Swimming Pool Hazards & How To Avoid Them
We have effectively kicked off Summer for the year, which means the kids are out of school and most community pools are open for business. Many local homeowners have in-ground pools on their property. This is a great perk for your family, and neighbors or visitors as well. However, it also poses a liability to the homeowner and increases your homeowner’s insurance. Whether you’ll be swimming at a community pool or your personal in-ground pool, here’s a few things you need to know about the hazards of swimming pools and how to avoid them.

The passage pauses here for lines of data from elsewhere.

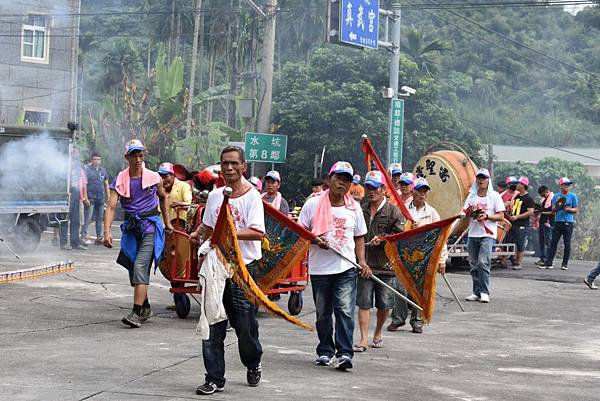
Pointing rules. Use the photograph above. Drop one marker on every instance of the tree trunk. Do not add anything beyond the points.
(188, 122)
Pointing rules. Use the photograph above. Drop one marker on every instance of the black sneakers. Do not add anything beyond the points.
(133, 320)
(253, 376)
(146, 313)
(209, 388)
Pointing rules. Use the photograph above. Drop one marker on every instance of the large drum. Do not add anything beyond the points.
(450, 175)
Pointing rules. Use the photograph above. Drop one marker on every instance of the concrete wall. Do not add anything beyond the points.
(39, 86)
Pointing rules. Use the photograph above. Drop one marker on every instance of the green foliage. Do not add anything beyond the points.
(340, 100)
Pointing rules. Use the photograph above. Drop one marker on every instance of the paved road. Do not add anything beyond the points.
(61, 339)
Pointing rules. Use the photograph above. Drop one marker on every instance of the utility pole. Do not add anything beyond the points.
(188, 120)
(266, 71)
(394, 66)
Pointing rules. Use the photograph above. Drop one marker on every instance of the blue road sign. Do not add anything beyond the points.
(359, 22)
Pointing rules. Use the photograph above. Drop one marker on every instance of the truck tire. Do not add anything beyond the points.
(26, 235)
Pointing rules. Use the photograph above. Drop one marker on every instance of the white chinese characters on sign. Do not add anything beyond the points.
(349, 18)
(360, 23)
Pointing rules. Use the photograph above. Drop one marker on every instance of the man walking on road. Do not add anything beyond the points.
(97, 192)
(484, 208)
(546, 222)
(272, 195)
(384, 218)
(565, 206)
(248, 216)
(338, 222)
(143, 236)
(422, 213)
(521, 212)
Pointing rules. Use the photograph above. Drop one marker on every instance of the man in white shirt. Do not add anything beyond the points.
(485, 208)
(338, 221)
(247, 212)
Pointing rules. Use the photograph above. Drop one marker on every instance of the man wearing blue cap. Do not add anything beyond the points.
(422, 214)
(565, 206)
(383, 218)
(143, 234)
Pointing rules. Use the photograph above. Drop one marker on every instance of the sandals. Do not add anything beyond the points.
(358, 348)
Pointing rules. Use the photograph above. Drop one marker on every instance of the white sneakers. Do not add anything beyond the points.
(472, 298)
(484, 298)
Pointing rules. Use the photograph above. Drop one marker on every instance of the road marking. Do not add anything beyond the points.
(553, 372)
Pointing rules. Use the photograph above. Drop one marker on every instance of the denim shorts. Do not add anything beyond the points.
(517, 236)
(367, 290)
(141, 266)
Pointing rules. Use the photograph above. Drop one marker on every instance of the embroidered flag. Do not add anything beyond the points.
(372, 157)
(415, 255)
(284, 246)
(225, 238)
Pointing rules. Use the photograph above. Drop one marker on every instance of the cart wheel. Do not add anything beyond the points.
(295, 303)
(182, 305)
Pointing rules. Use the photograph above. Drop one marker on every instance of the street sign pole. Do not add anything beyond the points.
(394, 72)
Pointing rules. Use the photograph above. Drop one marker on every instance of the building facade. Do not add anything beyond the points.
(38, 67)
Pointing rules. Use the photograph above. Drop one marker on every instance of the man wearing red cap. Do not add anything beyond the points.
(272, 195)
(180, 193)
(338, 222)
(522, 210)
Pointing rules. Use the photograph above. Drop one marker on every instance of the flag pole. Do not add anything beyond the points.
(375, 278)
(444, 275)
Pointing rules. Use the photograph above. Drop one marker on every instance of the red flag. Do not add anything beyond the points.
(371, 155)
(286, 244)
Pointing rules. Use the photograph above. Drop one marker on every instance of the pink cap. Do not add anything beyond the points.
(565, 181)
(274, 175)
(166, 168)
(341, 167)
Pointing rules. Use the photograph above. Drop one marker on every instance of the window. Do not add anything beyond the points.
(36, 117)
(35, 39)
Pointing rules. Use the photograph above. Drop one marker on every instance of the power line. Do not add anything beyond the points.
(527, 139)
(481, 38)
(517, 43)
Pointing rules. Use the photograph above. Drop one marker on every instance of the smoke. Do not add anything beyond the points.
(34, 168)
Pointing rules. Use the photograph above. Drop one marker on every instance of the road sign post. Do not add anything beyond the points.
(266, 148)
(396, 131)
(359, 22)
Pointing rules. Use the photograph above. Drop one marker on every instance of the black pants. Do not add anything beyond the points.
(565, 230)
(242, 316)
(74, 221)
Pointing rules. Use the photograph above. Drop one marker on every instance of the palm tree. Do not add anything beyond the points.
(424, 54)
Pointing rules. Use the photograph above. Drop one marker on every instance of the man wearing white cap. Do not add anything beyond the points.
(565, 206)
(484, 208)
(383, 218)
(521, 211)
(272, 195)
(338, 222)
(422, 213)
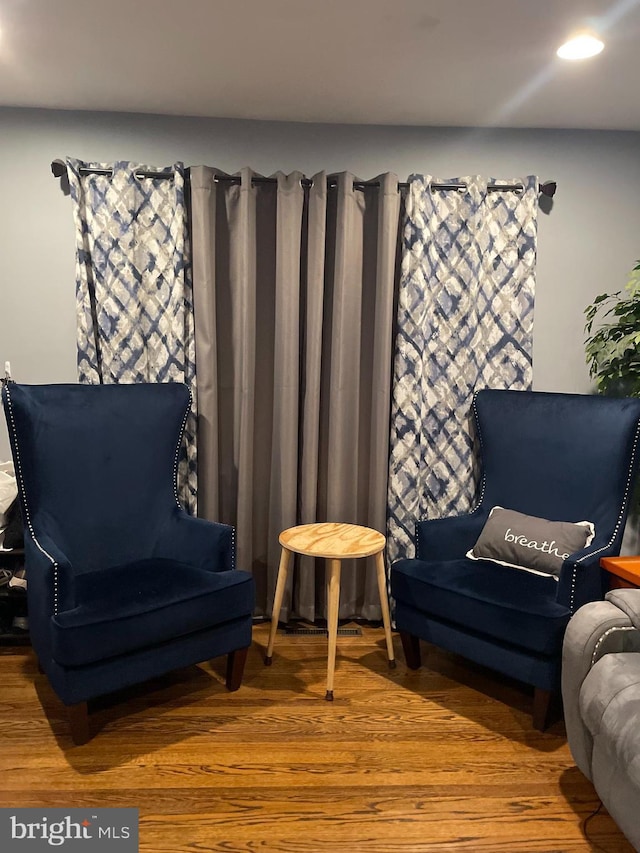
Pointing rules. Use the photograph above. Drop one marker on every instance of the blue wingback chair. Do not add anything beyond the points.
(562, 457)
(123, 585)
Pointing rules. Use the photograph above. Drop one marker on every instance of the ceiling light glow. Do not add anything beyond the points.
(581, 46)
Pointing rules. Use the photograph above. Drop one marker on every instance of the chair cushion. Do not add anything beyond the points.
(518, 608)
(129, 607)
(610, 708)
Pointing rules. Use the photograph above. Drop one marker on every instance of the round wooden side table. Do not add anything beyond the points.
(333, 542)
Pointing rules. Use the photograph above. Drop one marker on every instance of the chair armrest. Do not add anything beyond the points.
(581, 578)
(448, 538)
(597, 629)
(197, 542)
(50, 590)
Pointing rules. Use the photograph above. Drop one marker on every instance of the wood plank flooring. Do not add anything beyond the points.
(441, 759)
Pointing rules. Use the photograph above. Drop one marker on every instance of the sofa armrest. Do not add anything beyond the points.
(448, 538)
(197, 542)
(598, 628)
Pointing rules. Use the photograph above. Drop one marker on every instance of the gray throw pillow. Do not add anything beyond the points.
(525, 542)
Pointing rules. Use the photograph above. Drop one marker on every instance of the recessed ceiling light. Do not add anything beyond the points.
(581, 46)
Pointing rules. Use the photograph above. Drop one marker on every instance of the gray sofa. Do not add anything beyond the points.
(601, 694)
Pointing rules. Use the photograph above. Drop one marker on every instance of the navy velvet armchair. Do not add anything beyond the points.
(123, 585)
(561, 457)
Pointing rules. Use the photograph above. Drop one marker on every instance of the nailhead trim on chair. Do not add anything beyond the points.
(26, 505)
(618, 522)
(604, 636)
(176, 458)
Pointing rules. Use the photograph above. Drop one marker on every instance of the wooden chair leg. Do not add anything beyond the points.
(235, 668)
(411, 649)
(78, 716)
(545, 708)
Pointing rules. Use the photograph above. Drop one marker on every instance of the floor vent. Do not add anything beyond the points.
(322, 632)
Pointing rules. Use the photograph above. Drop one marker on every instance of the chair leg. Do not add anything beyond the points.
(544, 708)
(411, 649)
(78, 716)
(235, 668)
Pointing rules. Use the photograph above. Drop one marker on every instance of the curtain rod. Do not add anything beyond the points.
(548, 188)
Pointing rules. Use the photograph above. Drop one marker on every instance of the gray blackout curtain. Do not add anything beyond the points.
(294, 308)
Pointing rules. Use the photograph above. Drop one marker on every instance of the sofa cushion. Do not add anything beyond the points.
(126, 608)
(610, 707)
(518, 608)
(526, 542)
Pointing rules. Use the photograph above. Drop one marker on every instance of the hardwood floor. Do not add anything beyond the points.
(441, 759)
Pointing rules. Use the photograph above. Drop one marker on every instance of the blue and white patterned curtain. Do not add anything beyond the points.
(465, 321)
(133, 285)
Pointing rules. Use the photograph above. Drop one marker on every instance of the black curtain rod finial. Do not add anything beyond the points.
(548, 188)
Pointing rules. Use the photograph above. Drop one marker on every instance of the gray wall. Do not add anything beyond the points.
(587, 243)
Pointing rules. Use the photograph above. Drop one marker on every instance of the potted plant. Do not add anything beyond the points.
(613, 351)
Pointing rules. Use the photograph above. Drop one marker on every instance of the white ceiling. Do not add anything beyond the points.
(403, 62)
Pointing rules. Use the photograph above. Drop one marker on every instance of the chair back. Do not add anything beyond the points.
(96, 465)
(565, 457)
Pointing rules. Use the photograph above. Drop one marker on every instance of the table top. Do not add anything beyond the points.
(625, 567)
(332, 540)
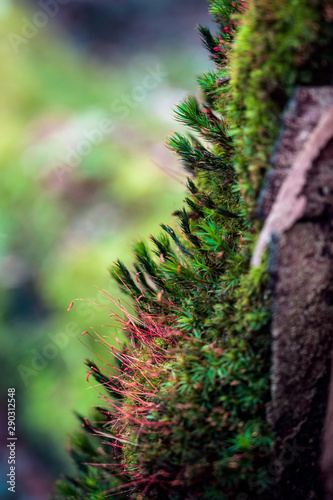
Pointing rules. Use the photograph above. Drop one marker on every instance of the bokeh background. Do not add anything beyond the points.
(86, 95)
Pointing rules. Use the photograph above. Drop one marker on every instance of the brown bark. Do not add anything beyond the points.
(301, 267)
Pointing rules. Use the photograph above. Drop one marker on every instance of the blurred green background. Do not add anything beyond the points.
(86, 97)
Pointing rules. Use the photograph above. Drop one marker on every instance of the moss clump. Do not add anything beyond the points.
(189, 399)
(280, 44)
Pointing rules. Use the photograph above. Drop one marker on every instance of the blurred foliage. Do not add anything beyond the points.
(63, 222)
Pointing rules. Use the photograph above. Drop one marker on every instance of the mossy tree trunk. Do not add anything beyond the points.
(298, 205)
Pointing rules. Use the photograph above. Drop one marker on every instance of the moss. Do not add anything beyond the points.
(195, 395)
(280, 44)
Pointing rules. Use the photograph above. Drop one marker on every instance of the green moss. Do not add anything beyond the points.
(280, 44)
(195, 398)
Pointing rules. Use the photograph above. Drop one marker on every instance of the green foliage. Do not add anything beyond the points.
(279, 45)
(193, 412)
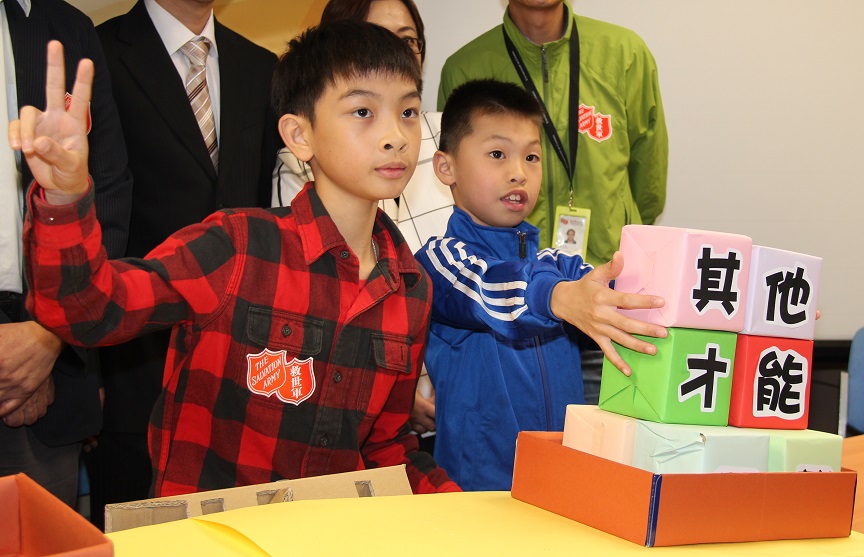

- Harmful Pool Cleansing Chemicals. Sure, we all want to swim in water that has been properly treated with the right combination of cleansers. However, some of those same cleansers can also pose health risks. If you can smell chlorine, the pool is over-chlorinated. In addition, those same pool cleansers can cause harm to younger children if they are stored improperly. Ensure any chemicals (chlorine or pH down acids) are stored away from children’s reach and in a cool, dry place.
- Electrical Exposure. To ensure a safe pool environment, cleaning mechanisms used are typically electric. All electrically powered equipment has the potential to introduce stray electrical current into the pool. Following all of the posted rules and regulations for pool safety either posted by a pool manager, or your personal pool, is key to remaining safe and avoiding electric shock. In addition, knowing the signs of electrical exposure is part of prevention against electrical exposure.
- Risk of Drowning. This is the most obvious of the pool hazards, but just as dangerous and important to be aware of. For parents of young children, ensuring they are properly supervised or trained in swimmer’s safety and pool safety is essential. Remember to never swim alone or allow children to swim alone. Always supervise young children near the pool, even if they know how to swim. If you want your young children to be able to enjoy the pool, be sure floaties are properly secured to the child before they enter the pool and that you are close by to supervise. Never leave children alone near water
- Diving Boards. Are you a fan of jumping off the diving board and cannon balling into the deep end? If so, you could be at serious risk of neck, back, or head injury. This is another one of those swimming pool hazards that is best to avoid. If you’re not an experienced diver, perhaps think twice before diving head first off the diving board. Take a few precautionary “practice jumps” to get a feel for your trajectory as well as for the force you’ll be jumping in at. If you’re nervous, ask someone more experienced for pointers or read up on best practices for using a diving board.